Feasibility study for Kenya-Uganda oil pipeline to take 5 months

Posted on :Wednesday , 3rd December 2014

 The Principal Secretary to the Energy and Petroleum Ministry Joseph Njoroge has said that feasibility study for the Kenya – Uganda oil pipeline will be expected by mid-April next year. The contract will be undertaken by Toyota Tsusho, a Japanese carmaker, which won the tender last month.

 
The pipeline will run from Lamu-Kenya to Hoima-Uganda, passing through the Lokichar basin. The company is also expected to come up with the design for the crude oil pipeline that will cover a distance of 1, 300 km.

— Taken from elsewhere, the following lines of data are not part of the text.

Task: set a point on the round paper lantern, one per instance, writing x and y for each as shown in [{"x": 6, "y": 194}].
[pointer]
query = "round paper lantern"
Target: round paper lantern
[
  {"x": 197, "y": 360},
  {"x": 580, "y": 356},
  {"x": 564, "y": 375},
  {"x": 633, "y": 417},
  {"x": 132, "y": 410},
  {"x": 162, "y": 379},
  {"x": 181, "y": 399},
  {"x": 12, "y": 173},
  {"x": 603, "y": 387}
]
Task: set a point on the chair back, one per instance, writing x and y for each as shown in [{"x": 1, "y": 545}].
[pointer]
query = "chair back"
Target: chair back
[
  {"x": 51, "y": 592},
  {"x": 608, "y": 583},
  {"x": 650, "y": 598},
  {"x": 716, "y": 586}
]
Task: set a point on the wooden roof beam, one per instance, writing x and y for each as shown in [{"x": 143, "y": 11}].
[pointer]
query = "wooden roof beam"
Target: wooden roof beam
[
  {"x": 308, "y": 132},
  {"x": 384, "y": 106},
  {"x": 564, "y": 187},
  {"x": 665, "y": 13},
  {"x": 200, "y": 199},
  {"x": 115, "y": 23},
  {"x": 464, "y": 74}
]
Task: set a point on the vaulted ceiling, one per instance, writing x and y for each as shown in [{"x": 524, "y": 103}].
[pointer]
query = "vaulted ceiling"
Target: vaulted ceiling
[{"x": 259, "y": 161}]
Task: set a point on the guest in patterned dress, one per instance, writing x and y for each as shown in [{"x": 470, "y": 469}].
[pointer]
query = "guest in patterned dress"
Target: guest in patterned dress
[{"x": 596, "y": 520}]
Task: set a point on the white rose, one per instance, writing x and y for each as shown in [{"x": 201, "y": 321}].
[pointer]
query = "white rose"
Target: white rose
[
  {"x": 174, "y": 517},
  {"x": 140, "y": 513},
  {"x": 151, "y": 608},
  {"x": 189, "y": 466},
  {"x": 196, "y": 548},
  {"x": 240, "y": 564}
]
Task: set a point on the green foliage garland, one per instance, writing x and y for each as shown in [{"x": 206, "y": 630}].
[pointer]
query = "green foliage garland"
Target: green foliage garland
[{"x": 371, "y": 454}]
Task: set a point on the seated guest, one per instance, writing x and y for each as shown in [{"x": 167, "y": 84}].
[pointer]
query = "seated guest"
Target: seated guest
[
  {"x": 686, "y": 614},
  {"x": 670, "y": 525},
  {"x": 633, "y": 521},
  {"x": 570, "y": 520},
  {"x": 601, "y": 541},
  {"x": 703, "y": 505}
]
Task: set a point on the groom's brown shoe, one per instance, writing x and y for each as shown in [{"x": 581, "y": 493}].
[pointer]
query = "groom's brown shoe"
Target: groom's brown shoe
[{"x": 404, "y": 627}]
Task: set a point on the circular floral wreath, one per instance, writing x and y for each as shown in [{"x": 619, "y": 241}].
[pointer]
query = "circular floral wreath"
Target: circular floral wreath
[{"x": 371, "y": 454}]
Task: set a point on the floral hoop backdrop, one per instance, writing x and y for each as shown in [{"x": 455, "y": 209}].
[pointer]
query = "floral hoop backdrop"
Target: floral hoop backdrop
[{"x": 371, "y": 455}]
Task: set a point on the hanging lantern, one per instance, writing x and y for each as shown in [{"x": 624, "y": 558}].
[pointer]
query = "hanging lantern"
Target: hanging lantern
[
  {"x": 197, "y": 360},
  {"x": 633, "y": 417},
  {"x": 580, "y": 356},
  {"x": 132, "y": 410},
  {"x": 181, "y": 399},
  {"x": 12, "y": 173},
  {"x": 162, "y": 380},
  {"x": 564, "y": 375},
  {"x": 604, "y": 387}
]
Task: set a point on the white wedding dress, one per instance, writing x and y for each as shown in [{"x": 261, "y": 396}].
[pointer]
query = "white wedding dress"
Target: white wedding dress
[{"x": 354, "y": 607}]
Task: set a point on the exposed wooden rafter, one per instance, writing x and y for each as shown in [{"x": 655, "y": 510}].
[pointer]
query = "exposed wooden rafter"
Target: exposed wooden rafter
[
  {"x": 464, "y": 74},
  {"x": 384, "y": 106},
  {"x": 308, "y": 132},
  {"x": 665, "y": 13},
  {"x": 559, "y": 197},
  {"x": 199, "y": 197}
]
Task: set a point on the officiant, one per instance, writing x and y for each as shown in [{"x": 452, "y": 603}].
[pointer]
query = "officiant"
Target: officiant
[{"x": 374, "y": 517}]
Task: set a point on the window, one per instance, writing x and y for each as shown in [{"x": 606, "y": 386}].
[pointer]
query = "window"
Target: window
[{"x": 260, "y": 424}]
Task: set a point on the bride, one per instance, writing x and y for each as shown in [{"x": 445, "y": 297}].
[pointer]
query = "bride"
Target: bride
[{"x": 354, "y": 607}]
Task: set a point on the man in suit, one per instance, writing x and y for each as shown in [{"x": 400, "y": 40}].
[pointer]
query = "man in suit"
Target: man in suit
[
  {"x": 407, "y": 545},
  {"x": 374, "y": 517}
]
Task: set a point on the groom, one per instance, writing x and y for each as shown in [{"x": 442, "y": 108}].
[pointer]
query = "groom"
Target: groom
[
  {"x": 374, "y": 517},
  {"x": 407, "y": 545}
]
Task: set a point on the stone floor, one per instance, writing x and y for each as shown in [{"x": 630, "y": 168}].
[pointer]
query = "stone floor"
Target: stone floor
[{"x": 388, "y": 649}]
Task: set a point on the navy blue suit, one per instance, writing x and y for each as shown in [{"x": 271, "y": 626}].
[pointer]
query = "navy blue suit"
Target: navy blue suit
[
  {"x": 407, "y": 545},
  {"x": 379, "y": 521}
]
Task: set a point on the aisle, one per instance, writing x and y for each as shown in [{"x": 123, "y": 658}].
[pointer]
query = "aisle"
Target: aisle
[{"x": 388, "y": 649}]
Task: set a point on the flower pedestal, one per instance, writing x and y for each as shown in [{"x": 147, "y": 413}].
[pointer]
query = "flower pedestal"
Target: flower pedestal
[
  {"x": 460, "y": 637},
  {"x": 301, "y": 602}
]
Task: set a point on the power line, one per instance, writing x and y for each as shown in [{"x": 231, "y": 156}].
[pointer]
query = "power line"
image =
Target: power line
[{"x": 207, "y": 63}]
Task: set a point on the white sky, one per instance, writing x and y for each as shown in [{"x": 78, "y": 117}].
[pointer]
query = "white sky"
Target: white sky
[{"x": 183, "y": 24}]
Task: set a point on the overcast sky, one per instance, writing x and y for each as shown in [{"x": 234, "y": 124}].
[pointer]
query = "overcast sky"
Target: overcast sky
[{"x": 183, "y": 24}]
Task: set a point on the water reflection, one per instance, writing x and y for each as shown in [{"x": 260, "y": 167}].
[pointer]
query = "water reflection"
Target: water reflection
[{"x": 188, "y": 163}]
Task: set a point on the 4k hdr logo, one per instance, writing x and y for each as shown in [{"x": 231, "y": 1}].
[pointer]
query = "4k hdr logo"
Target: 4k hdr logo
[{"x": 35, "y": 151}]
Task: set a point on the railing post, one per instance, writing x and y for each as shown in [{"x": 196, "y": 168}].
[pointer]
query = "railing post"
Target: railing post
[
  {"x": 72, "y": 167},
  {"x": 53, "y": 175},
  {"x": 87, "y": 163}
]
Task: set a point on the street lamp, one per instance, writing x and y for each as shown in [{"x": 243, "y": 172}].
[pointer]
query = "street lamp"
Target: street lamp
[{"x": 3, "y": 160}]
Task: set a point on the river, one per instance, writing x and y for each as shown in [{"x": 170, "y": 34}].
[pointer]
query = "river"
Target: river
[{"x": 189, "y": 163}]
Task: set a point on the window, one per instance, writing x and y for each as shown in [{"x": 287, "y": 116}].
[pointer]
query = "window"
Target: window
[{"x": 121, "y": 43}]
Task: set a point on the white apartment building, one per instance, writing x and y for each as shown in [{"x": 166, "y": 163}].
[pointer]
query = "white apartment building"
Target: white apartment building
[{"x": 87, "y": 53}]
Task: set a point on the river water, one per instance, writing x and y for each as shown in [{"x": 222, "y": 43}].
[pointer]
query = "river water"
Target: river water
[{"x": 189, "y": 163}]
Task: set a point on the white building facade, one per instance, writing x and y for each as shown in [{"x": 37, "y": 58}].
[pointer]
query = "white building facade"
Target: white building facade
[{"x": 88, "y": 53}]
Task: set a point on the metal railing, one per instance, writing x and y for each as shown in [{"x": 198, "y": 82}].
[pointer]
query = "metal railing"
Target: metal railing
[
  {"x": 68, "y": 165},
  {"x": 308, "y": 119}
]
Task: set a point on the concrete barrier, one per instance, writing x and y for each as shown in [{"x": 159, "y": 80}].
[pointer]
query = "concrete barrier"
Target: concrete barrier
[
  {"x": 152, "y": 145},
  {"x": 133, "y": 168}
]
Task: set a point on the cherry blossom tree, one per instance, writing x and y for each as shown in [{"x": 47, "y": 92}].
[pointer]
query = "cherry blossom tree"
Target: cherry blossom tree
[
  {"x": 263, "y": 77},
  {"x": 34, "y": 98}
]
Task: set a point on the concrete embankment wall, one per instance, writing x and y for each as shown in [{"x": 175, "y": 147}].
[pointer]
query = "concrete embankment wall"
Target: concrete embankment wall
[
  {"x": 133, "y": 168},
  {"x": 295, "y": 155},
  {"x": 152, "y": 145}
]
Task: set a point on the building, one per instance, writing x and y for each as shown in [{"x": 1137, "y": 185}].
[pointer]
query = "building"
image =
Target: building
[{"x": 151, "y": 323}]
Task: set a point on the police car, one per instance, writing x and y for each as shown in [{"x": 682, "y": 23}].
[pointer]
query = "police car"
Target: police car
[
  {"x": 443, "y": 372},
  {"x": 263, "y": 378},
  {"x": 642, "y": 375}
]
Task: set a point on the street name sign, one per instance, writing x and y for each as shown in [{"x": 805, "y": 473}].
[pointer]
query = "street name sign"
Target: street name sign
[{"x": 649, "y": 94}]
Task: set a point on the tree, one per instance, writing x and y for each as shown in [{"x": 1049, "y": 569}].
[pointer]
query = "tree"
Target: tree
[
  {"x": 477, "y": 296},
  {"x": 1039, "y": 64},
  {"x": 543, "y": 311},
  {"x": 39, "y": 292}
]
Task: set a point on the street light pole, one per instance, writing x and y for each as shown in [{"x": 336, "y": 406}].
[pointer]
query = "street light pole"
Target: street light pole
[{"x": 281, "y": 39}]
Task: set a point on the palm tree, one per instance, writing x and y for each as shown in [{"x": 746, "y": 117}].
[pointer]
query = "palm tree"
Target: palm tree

Also alongside the task will be the company’s supervision of construction of tank terminals in Hima, Lamu and Lokichar, as well as construction of a fiber optic cable from Lamu to Hoima through Lokichar.
 
Expected to take up US$4.4 billion, the project will help in harnessing crude oil from the Rift Valley basin – estimated at 1 billion barrels, and the Uganda crude reserves estimated to be 6.5 billion barrels. Also to be constructed is a 9-km pipeline running from Lamu tank terminal to a loading buoy anchored offshore.
 
Early last month, the government had awarded the tender for the project, and International Finance Corporation pledged to offer US$600m for the oil pipeline project.